When it came out, everyone was talking about this book and now I know why. Wow. Chernow covers his subject with a masterful comprehension and depth that gives the listener a very interesting window into the world of the Founders, always with Hamilton at the center. The book is fascinating (and well read). From Hamilton's unusual boyhood in the carribean to his stellar rise during the revolution, to his pivotol role in the development of the fundamental features of our government structure, it more than held my interest. Hamilton is an extraordinary character -- a unique genius -- and Chernow resurrects him in all his glory, and not without attention to his flaws. I learned more about our history from this book than from any other book I have read. Most interesting is Hamilton's preescience. So many of his ideas anticipated current events. Also, Chernow clearly grew to love and feel protective of his subject who has been so neglected in history until now. I admit that around hour 29, I started to feel shades of "The Power Broker" -- a pattern of Hamiltonian behavior repeated over and over. But I highly, highly, recommend.

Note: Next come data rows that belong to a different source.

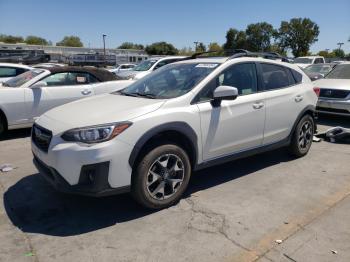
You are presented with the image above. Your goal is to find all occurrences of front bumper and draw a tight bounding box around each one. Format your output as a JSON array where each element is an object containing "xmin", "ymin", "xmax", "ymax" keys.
[
  {"xmin": 316, "ymin": 98, "xmax": 350, "ymax": 116},
  {"xmin": 33, "ymin": 155, "xmax": 130, "ymax": 197},
  {"xmin": 32, "ymin": 128, "xmax": 133, "ymax": 196}
]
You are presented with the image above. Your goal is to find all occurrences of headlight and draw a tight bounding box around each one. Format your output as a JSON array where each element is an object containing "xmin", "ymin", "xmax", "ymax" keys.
[{"xmin": 62, "ymin": 122, "xmax": 132, "ymax": 144}]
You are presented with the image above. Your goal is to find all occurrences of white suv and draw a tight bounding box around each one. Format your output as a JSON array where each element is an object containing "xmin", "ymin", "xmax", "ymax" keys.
[{"xmin": 32, "ymin": 56, "xmax": 319, "ymax": 209}]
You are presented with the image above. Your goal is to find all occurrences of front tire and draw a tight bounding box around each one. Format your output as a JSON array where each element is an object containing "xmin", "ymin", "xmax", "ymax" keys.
[
  {"xmin": 131, "ymin": 144, "xmax": 191, "ymax": 209},
  {"xmin": 288, "ymin": 115, "xmax": 315, "ymax": 157},
  {"xmin": 0, "ymin": 114, "xmax": 7, "ymax": 138}
]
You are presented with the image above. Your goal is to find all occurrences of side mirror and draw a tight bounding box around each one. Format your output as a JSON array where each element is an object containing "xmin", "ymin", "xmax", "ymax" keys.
[
  {"xmin": 212, "ymin": 86, "xmax": 238, "ymax": 106},
  {"xmin": 31, "ymin": 81, "xmax": 47, "ymax": 88},
  {"xmin": 310, "ymin": 73, "xmax": 324, "ymax": 81}
]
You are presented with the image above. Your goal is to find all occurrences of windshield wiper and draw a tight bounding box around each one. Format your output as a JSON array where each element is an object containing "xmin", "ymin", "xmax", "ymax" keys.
[{"xmin": 120, "ymin": 92, "xmax": 157, "ymax": 99}]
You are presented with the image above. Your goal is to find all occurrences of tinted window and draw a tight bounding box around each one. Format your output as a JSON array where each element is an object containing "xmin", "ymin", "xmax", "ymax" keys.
[
  {"xmin": 314, "ymin": 58, "xmax": 323, "ymax": 64},
  {"xmin": 198, "ymin": 63, "xmax": 258, "ymax": 101},
  {"xmin": 325, "ymin": 64, "xmax": 350, "ymax": 79},
  {"xmin": 261, "ymin": 63, "xmax": 290, "ymax": 90},
  {"xmin": 0, "ymin": 67, "xmax": 16, "ymax": 77},
  {"xmin": 121, "ymin": 63, "xmax": 219, "ymax": 99},
  {"xmin": 290, "ymin": 69, "xmax": 303, "ymax": 84}
]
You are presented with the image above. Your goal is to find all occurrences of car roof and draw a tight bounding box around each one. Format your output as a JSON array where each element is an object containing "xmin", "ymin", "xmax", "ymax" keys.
[
  {"xmin": 0, "ymin": 63, "xmax": 32, "ymax": 69},
  {"xmin": 42, "ymin": 66, "xmax": 117, "ymax": 82}
]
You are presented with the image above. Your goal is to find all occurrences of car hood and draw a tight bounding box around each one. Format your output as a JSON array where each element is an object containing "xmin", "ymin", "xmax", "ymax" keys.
[
  {"xmin": 36, "ymin": 94, "xmax": 165, "ymax": 134},
  {"xmin": 314, "ymin": 78, "xmax": 350, "ymax": 90}
]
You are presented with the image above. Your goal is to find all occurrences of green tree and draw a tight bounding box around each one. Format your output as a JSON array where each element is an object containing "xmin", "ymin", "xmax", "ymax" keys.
[
  {"xmin": 245, "ymin": 22, "xmax": 276, "ymax": 52},
  {"xmin": 277, "ymin": 18, "xmax": 320, "ymax": 57},
  {"xmin": 0, "ymin": 34, "xmax": 24, "ymax": 44},
  {"xmin": 118, "ymin": 42, "xmax": 145, "ymax": 50},
  {"xmin": 196, "ymin": 42, "xmax": 207, "ymax": 53},
  {"xmin": 332, "ymin": 48, "xmax": 345, "ymax": 58},
  {"xmin": 145, "ymin": 42, "xmax": 179, "ymax": 55},
  {"xmin": 223, "ymin": 28, "xmax": 247, "ymax": 55},
  {"xmin": 25, "ymin": 35, "xmax": 48, "ymax": 45},
  {"xmin": 56, "ymin": 35, "xmax": 83, "ymax": 47}
]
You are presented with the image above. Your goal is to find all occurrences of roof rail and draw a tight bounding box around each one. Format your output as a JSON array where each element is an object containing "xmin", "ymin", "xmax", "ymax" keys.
[{"xmin": 227, "ymin": 49, "xmax": 289, "ymax": 62}]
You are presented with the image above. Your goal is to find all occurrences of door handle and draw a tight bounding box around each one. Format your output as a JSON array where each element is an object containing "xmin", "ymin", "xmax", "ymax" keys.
[
  {"xmin": 81, "ymin": 90, "xmax": 91, "ymax": 96},
  {"xmin": 294, "ymin": 95, "xmax": 304, "ymax": 102},
  {"xmin": 253, "ymin": 102, "xmax": 264, "ymax": 109}
]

I was initially disappointed to find that this was not the text of the book, Paris 1919. But shortly after I got started, I was very happy with the purchase. The lecuture series is a great, short way into the fascinating and complex events that took place in Paris in 1919 and shaped today's world to a very large degree. McMillian has a good speaking voice and is pleasant to listen to. She does not engage in hyperbole, and it's hardly necessary with the subject matter. Very very interesting and worthwhile. Only wish the whole book were available.
I don't know why i put off Middlesex for so long, even knowing it won the Pulitzer last year. I somehow thought it was going to be a modernday Middlemarch... It was very very good and not at all what I expected. A well told (and well read), very touching story, the book pulled me in. The characters are believeable and compelling, the narrator is likeable and real and the story is complex and satisfying. I hightly recommend.
I recenty read (in print) A Gesture Life by Chang Rae Lee, and loved it. It was an amazing book. So I was excited to listen to Aloft. I don't know whether it was the reader, who I don't think captured the right tone, or the overly sappy story, but it just didn't do anything for me. And I really expected to like it. The story and characters seemed formulaic and predictable. And without giving away the ending, I'll say that the conculsion struck me the same way. I probably won't read another by this author, sadly.